PROJECT TRADE-OFFS AND SOLUTIONS

Accuracy vs Recall: Data is extremely imbalanced, with only ~8% representing the positive class. This makes accuracy unsuitable as a metric for our problem. It is critical to correctly predict all the positive samples, due to which we must focus on recall. However, this lowers the overall accuracy since some negative samples may be predicted as positive.

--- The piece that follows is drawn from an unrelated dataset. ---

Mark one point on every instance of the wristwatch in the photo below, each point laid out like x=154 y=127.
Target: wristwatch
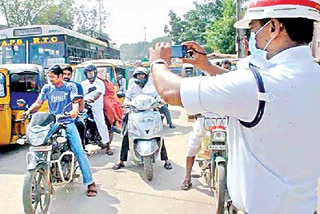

  • Solution: Prediction threshold for models is tuned using F2-score to create a balance between precision and recall, with more importance given to recall. This maintains overall accuracy at an acceptable level while boosting recall.

SCREENSHOTS

Project workflow

Numerical feature distributions
Correlations

MODELS USED AND THEIR ACCURACIES

Model + Feature set Accuracy (%) Recall (%)
Logistic Regression + Original 76.29 74.21
Logistic Regression + Extended 76.27 74.41
Logistic Regression + Selected 72.66 78.09
Decision Tree + Original 72.76 78.61
Decision Tree + Extended 74.09 76.69
Decision Tree + Selected 75.52 73.61
Random Forest + Original 73.97 77.33
Random Forest + Extended 74.10 76.61
Random Forest + Selected 74.80 74.05
AdaBoost + Original 76.03 74.49
AdaBoost + Extended 74.99 76.25
AdaBoost + Selected 74.76 75.33
Multi-Layer Perceptron + Original 76.91 72.81
Multi-Layer Perceptron + Extended 73.26 79.01
Multi-Layer Perceptron + Selected 74.86 75.05
Hist-Gradient Boosting + Original 75.98 73.49
Hist-Gradient Boosting + Extended 75.63 74.73
Hist-Gradient Boosting + Selected 74.40 75.85

MODELS COMPARISON GRAPHS

Logistic Regression

Decision Tree
Random Forest
Ada Boost
Multi-Layer Perceptron
Hist-Gradient Boosting

CONCLUSION

WHAT YOU HAVE LEARNED

Insights gained from the data

  • General Health, Age and Co-morbities (such as Diabetes & Arthritis) are the most indicative features for CVD risk.
Improvements in understanding machine learning concepts
  • Learned and implemented the concept of predicting probability and tuning the prediction threshold for more accurate results, compared to directly predicting with the default thresold for models.
Challenges faced and how they were overcome
  • Deciding the correct metric for evaluation of models due to imbalanced nature of the dataset. Since positive class is more important, Recall was used as the final metric for ranking models.
  • F2-score was used to tune the threshold for models to maintain a balance between precision and recall, thereby maintaining overall accuracy.

USE CASES OF THIS MODEL

  • Doctors can use it as a second opinion when assessing a new patient. Model trained on cases from previous patients can be used to predict the risk.
  • People (patients in particular) can use this tool to track the risk of CVD based on their own lifestyle factors and take preventive measures when the risk is high.

FEATURES PLANNED BUT NOT IMPLEMENTED

  • Different implementations of gradient-boosting models such as XGBoost, CatBoost, LightGBM, etc. were not implemented since none of the tree ensemble models such as Random Forest, AdaBoost or Hist-Gradient Boosting were among the best performers. Hence, avoid additional dependencies based on such models.